Each time humans make a breakthrough, their rate of growth speeds up. They then take advantage of it. They fill up the economic niche it opens for them…as fully as their new technology allows. And then what? Growth then goes back to ‘normal.’ But what’s normal? Apparently, normal is very low or negligible rates of growth; that’s what we had before the Industrial Revolution began.
Which, of course, only gives rise to a whole group of questions.
First, is it true? Is human history a long spell of stagnation or low levels of growth…punctuated by sudden bursts of above-trend growth?
If it is true, is it also true that the developed economies have reached the limit of the ‘cheap energy’ dividend…which began with the large-scale exploitation of coal in the 18th century, followed by the wide use of oil in the 19th and 20th centuries?
And if that is true, what next? Are there no new sources of cheap energy?
What about nuclear?
Well…a possibility…but recently nuclear power was dealt a huge setback. It’s not cheap, not when you add in all the safety features… and the cost of the occasional emergency. Many nations are now re-examining their energy policies to decide whether nuclear has any role to play at all.
What about conservation…energy saving measures…going green?
Well, yes…you can stretch your energy. You can probably even increase your standard of living, by using it more efficiently. But you don’t get above-trend economic growth gains by reducing the inputs of energy. You appear to get rapid growth only from big breakthroughs that make new energy available…and put it to work for you.
So, what can you expect? The critical component of growth has suddenly become three times as expensive as it was five years ago. The economy can probably continue to ‘grow’…but how much? Without a new breakthrough, what can it expect? About the same level of growth as before the new technology came on line – negligible growth, in other words.
And if that is true, how will investors make any money?
Answer: they won’t.
Hmmm… This is getting interesting.
‘Bill, let me get this straight… You’re saying that the kind of growth the US saw in the 18th, 19th and 20th centuries was just an anomaly…right?’
Well, that’s the implication.
‘You’re saying that when the world gets its fill of a new technology – even if it is something as big as oil – that it grows up to the limit that that technology makes available…and then it comes to a halt.’

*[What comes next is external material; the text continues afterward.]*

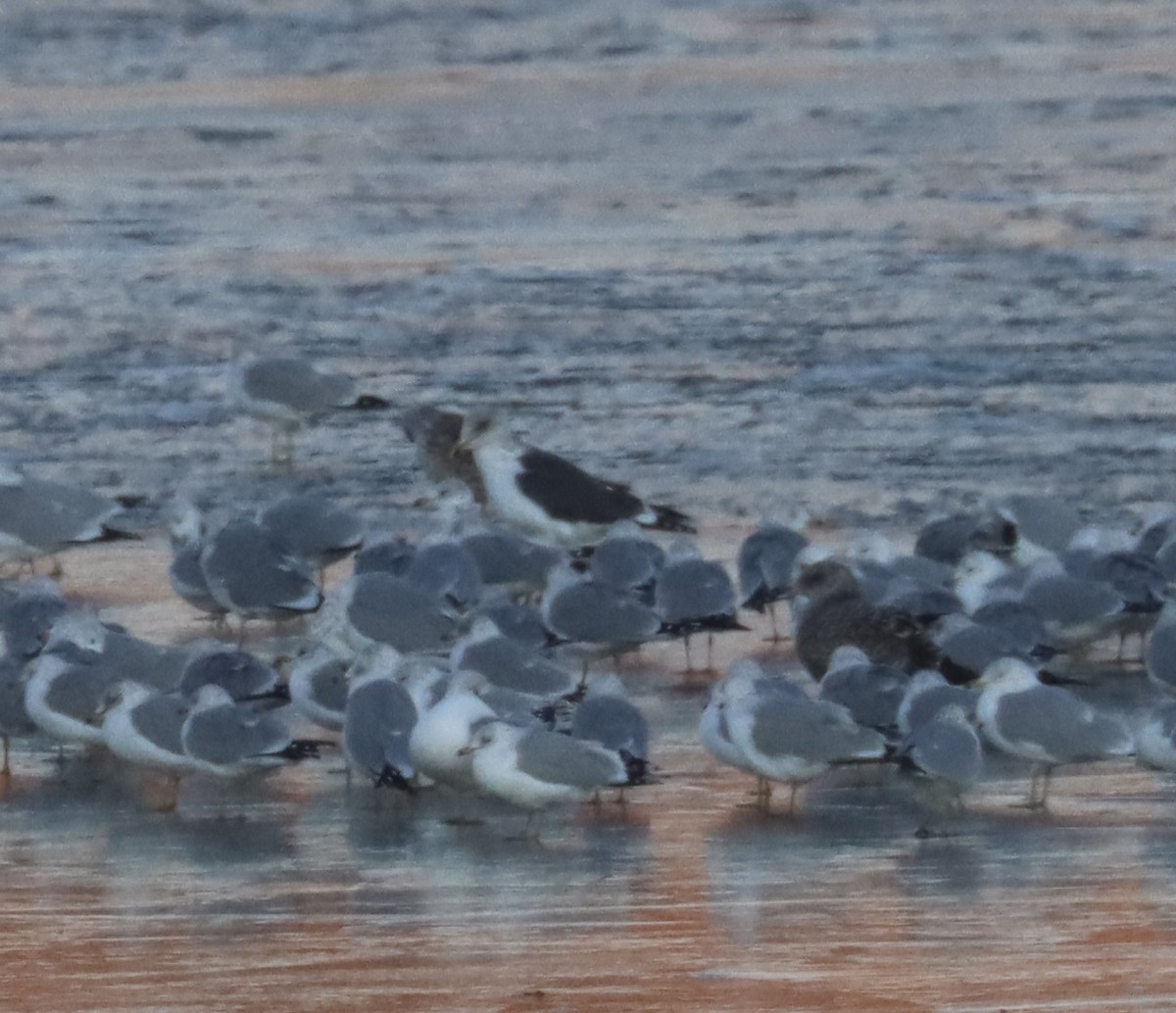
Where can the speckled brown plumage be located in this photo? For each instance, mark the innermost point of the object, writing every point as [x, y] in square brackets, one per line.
[839, 614]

Yes, that is what this analysis suggests. Let’s say you look back at when the bow and arrow was invented. It probably enabled primitive hunters to get more game. They could support more people. So, the human population grew. But once the bow and arrow was widespread, the population probably stopped growing. We had squeezed all the juice we could out of that innovation.
‘And you’re saying that the investment returns of the past couple hundred years actually may reflect this anomaly…and that investors may never again realize anything like it.’
Well, yes. Not in the advanced, mature economies.
‘Then, it sounds like I should just forget about investing all together.’
Nope. First, there are huge parts of the world that are not ‘built-out’ yet. Where energy use is still very low. These areas can still make rapid progress as they catch up. They’re like tribes that hadn’t taken up the bow and arrow. When they got it, they could make progress.
You ought to be able to participate in their progress, too, simply by buying companies that are operating in these growth areas. And they’re not just foreign companies… US, European and Japanese companies are all taking advantage of growth in the developing world.
Second, there is still the opportunity for making money the old fashioned way…by compounding earnings, not capital gains. We’re so used to stocks and real estate going up that is it hard to imagine a world with stagnant prices. But that is what we could be facing. Slow rates of growth should mean very slow or negative price appreciation in America’s capital stock. Dividends will become more important. And people who get wealthy will probably do it as they did for centuries before the Industrial Revolution – either by saving and compounding small gains over many years, or by taking it away from someone else.